I couldn't sleep well for the whole night.

Why is it that you just aren't able to know what I need, and what I want.

What's wrong with going out with friends regularly as long as I know how to arrange my time well in my studies and life. My studies is all you cared for, isn't it. Now, you even wanna control over my life.

I know sometimes I went too far by going out too frequently. But tomorrow is my very good friend's birthday celebration, which I can't afford to miss if I have the time to attend it. Yes, I know that friends will be separated one day in the future cos they have their own lives to lead, and I have mine too. Maybe after graduating from poly, I may not even see them again in the future.

That's why I wanna cherish the times together with them. Regardless good or bad, I always wanna be with them, sharing all the laughters and tears together. Fate brought this Milopeng Family together. Without them, I won't be what I am today, a person who knows there are some very good friends out there whom I'm able to confide in whenever I have any troubles, who are willing to listen to my complaints, and comfort me whenever I'm down.

The bond between the Milopeng Family is not one could describe, maybe not even myself. I only know that I would immediately breakdown should I be separated with them, for a long time. This two weeks break proved the closeness between us. It's just been a week plus or so, and I'm already missing them terribly.

It's just a simple birthday celebration. If such celebrations will affect my studies greatly, it will be because I didn't manage my time well for my studies. But I believe I'm managing it well, now and also in the future.

So, what do parents know about me, and the Milopeng Family? Nothing. Nothing at all.
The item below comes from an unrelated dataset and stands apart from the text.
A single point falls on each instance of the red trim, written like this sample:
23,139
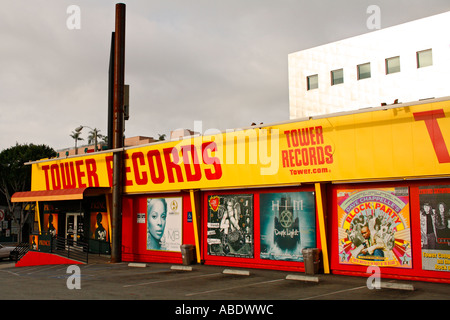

Dad, where have all the trust you had in me gone to. Now you are the same as mum, no trust in my abilities to manage my time and take responsibility for my own actions. You even said things that hurt my heart completely. You know what? At that point of time I really wanna say 'I HATE YOU' right in front of you, but I don't have the courage, and I can't bring myself to do it.

I never know that you could say things that are even more hurtful than mum. Both of you always say that it's for my own good. But you don't even know what I wanted. If you really cared for me, you should give me the freedom that I wanted and I can make use of it to make my life a much more happier one. At home, parents are there for me. At outside, friends are my heart and soul. They made up a great part of my life and it's always a pleasure to be together with them. I struggled to hold back my tears, with much agony.

Frankly speaking, at first when I entered this poly, I told myself to keep a distance from my friends. But I can't do it. Such good friends don't deserve a cold treatment from me. I love them deep inside my heart, truly.

Sometimes, I really hoped that you can just give me my daily allowance and then let me go. Anyway, it's my life. I'd lead the way that I wanna it to be. You cared, but obviously in a wrong way. Otherwise I won't be quarreling with you every now and then. This is my life, not yours. Although it was you who gave me my life, but I'm a 17 year old guy already. I believe I'm matured enough to know how to handle my own stuffs in hand, rather than you restricting this and that.

If I were to be a father in the future, I would just want my kids to be well-taught and get acceptable grades. That's enough for me. Whether they want to hang out with friends is up to them. It's their life. Of course I will punish them if things get out of hand. I don't want them to suffer the restrictions that I went through till today.

Friends are the most important people in my life, apart from my family.

I cherish them dearly, I really do.

Tears just rolled down uncontrollably...

Feel the closeness between us.

To dad : You just can't seem to understand, at all.